Summary: Colossians 3:1-2: “If then you have been raised with Christ, seek those things that are above, where Christ is seated at the right hand of God. Set your minds on things that are above, not things that are of the earth.” (ESV)

It’s a New Year: What You Seek Is What You’ll Get

Text: Colossians 3:1-2: “If then you have been raised with Christ, seek those things that are above, where Christ is seated at the right hand of God. Set your minds on things that are above, not things that are of the earth.” (ESV)


We’re standing at the threshold of another New Year, and as I thought and prayed about what I wanted for myself for this New Year, I was drawn to these verses and this sermon I had preached in this pulpit, 5 years ago. I searched and sought and could find nothing better. So, I feel, with the Lord’s permission, I can deliver this enhanced and revised message to you for the New Year.

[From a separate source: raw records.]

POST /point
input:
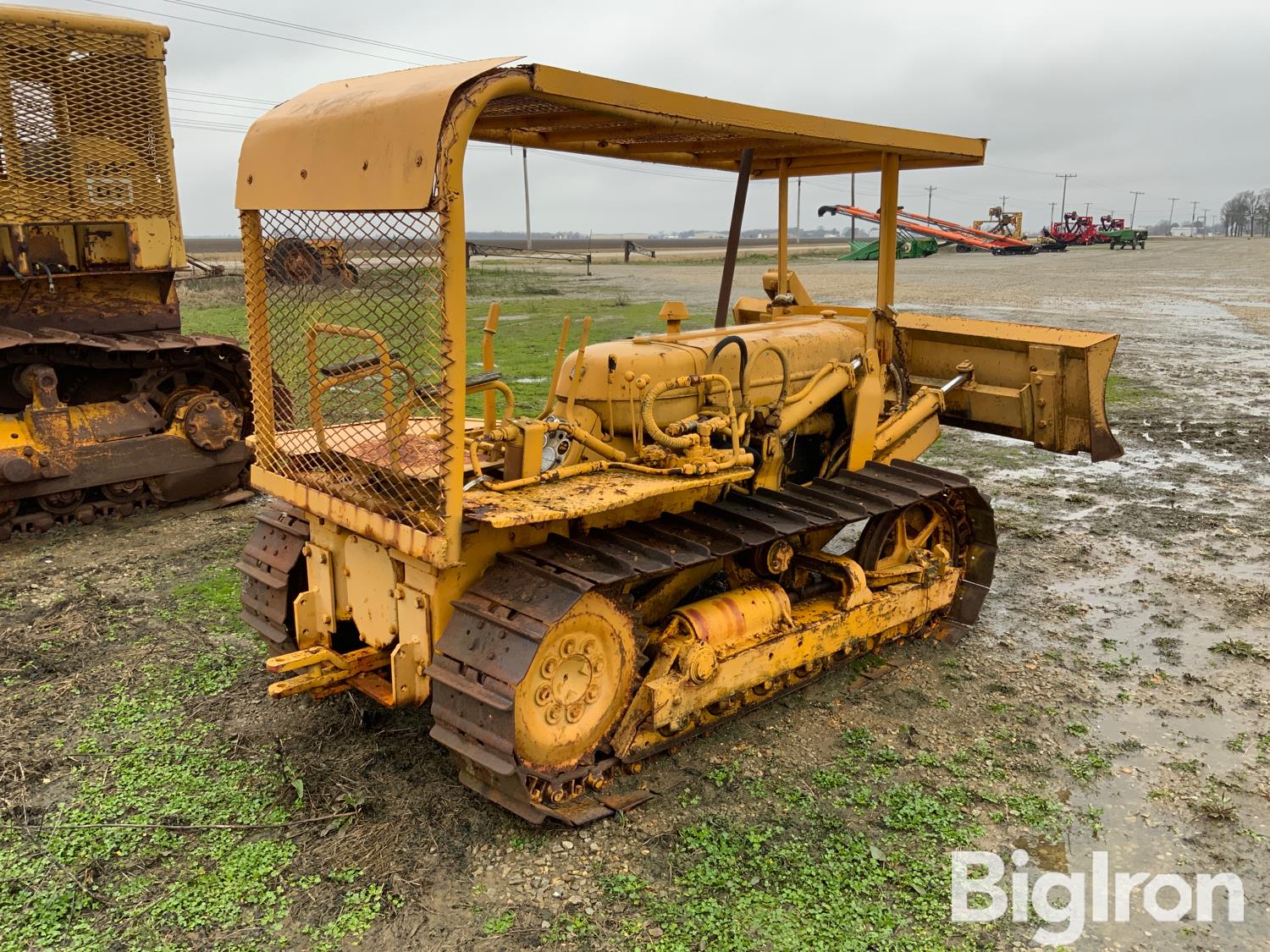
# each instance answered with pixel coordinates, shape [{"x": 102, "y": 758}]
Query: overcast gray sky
[{"x": 1168, "y": 98}]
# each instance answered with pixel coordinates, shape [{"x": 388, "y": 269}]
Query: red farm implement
[{"x": 963, "y": 238}]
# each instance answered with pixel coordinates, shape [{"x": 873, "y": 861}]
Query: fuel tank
[{"x": 614, "y": 375}]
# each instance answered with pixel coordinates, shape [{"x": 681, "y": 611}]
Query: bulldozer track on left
[
  {"x": 500, "y": 624},
  {"x": 157, "y": 368}
]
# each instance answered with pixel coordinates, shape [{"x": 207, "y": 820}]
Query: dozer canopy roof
[{"x": 373, "y": 144}]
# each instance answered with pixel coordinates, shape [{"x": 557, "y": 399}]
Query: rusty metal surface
[
  {"x": 109, "y": 410},
  {"x": 500, "y": 621},
  {"x": 269, "y": 560}
]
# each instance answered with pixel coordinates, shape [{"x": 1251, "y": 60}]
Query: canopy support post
[
  {"x": 729, "y": 261},
  {"x": 782, "y": 228},
  {"x": 881, "y": 335}
]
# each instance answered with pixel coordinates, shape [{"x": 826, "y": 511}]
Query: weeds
[{"x": 1234, "y": 647}]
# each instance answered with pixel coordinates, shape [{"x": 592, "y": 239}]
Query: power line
[
  {"x": 253, "y": 109},
  {"x": 1133, "y": 215},
  {"x": 208, "y": 112},
  {"x": 1064, "y": 177},
  {"x": 253, "y": 32},
  {"x": 221, "y": 96},
  {"x": 319, "y": 30}
]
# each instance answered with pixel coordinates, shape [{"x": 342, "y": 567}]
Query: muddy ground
[{"x": 1113, "y": 697}]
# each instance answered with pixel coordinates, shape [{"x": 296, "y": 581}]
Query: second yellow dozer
[{"x": 698, "y": 520}]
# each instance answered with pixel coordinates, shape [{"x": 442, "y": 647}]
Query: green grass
[
  {"x": 170, "y": 833},
  {"x": 850, "y": 856},
  {"x": 1236, "y": 647}
]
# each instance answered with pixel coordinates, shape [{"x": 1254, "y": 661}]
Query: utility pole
[
  {"x": 1135, "y": 212},
  {"x": 528, "y": 231},
  {"x": 853, "y": 205},
  {"x": 798, "y": 216},
  {"x": 1064, "y": 177}
]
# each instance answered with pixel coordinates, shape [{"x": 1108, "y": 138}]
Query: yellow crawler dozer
[
  {"x": 696, "y": 522},
  {"x": 106, "y": 406}
]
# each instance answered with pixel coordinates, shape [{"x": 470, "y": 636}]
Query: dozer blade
[{"x": 1046, "y": 385}]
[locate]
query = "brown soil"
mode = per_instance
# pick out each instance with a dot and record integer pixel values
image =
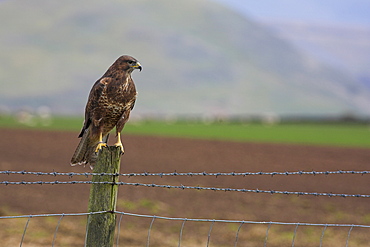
(51, 151)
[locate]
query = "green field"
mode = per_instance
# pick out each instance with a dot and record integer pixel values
(352, 135)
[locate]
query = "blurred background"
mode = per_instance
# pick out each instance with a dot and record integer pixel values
(200, 57)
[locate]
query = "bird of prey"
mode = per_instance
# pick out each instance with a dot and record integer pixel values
(110, 102)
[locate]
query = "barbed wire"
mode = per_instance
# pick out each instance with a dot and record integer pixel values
(183, 187)
(189, 174)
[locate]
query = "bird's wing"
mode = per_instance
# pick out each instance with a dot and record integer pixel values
(93, 101)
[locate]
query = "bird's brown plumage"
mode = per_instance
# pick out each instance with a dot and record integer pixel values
(110, 102)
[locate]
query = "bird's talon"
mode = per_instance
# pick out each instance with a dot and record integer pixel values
(100, 146)
(118, 144)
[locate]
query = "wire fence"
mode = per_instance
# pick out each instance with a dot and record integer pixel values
(184, 221)
(191, 174)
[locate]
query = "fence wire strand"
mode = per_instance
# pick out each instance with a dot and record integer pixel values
(184, 220)
(188, 174)
(183, 187)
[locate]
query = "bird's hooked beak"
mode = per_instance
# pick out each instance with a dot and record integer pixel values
(137, 66)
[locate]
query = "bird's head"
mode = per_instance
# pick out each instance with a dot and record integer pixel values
(128, 63)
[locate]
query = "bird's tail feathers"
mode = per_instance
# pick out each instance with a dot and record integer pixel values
(81, 154)
(85, 151)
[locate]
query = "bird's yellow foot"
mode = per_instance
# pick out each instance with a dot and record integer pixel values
(119, 143)
(100, 146)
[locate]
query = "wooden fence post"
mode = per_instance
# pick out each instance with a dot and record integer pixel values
(103, 197)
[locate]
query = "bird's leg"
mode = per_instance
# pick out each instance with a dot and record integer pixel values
(119, 143)
(100, 143)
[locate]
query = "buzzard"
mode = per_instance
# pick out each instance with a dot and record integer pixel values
(110, 102)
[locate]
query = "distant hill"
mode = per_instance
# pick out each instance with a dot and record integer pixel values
(344, 47)
(198, 57)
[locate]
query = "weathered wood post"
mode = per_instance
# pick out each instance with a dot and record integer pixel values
(103, 197)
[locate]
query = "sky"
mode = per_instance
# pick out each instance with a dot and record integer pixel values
(337, 12)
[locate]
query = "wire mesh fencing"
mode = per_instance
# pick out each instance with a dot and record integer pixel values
(68, 229)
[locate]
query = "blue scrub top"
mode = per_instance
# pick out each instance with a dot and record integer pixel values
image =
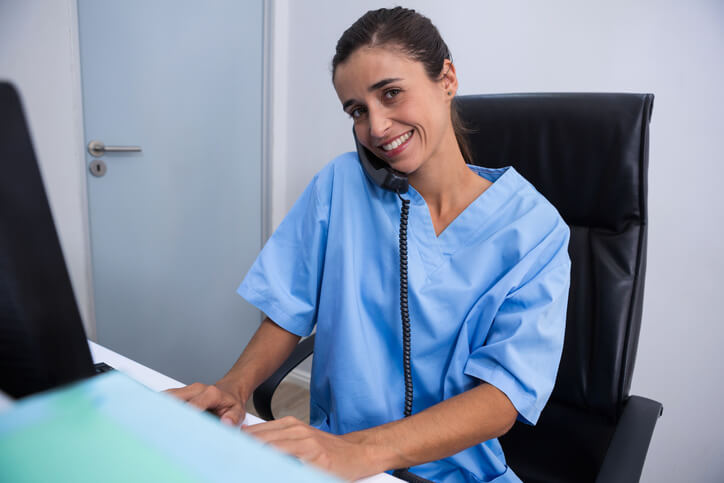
(487, 301)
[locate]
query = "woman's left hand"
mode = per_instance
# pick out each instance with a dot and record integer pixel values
(334, 454)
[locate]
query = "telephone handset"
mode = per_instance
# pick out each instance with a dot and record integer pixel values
(383, 175)
(380, 172)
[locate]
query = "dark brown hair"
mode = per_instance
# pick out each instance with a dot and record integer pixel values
(410, 32)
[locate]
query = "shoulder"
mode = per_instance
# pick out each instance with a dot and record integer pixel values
(344, 177)
(524, 215)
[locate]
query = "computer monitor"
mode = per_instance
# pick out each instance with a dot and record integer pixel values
(42, 341)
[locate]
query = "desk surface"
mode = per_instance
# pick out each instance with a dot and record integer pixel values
(158, 382)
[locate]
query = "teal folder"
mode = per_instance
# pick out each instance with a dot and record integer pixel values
(110, 428)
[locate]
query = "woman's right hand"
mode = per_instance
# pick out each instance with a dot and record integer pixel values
(219, 399)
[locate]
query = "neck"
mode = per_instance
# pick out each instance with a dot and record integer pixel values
(444, 177)
(447, 185)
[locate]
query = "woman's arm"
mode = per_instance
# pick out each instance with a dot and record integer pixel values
(267, 350)
(477, 415)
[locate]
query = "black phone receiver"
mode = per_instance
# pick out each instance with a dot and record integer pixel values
(384, 176)
(380, 172)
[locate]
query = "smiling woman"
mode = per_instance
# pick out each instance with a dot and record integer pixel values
(483, 282)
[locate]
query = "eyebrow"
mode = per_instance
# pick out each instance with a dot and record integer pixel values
(371, 88)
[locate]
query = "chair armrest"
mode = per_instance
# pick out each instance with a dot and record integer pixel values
(626, 453)
(265, 391)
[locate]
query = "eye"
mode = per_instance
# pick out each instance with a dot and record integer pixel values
(357, 112)
(390, 93)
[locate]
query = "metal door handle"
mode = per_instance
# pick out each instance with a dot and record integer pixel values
(97, 148)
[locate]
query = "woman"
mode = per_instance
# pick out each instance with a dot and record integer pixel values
(487, 282)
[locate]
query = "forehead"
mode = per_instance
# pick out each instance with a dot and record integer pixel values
(368, 65)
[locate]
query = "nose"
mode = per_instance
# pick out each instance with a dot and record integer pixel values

All Christians should want what God wants for us. Paul was saying to the Colossians and us: what you seek is what you’ll get. God is reminding us through these words to be hungry for the things of God. This is the resolution that all Christians should take for this coming year:” God, help me to seek the things that are above, because that’s where You are.”

But if we set our affections on things of the earth and seek only those things that the worldlings seek after: money, fame, prestige, power, influence, popularity, and getting more “stuff,” then we will get just what we seek. The Lord spoke through Paul in his letter to the Galatians these words of warning for Christians: “Do not be deceived: God is not mocked – for whatever a person sows that is what they will reap. For the one who sows to the flesh, will of the flesh reap corruption, but the one who sows to the Spirit, will from the Spirit reap eternal life” (Gal. 6: 7, 8).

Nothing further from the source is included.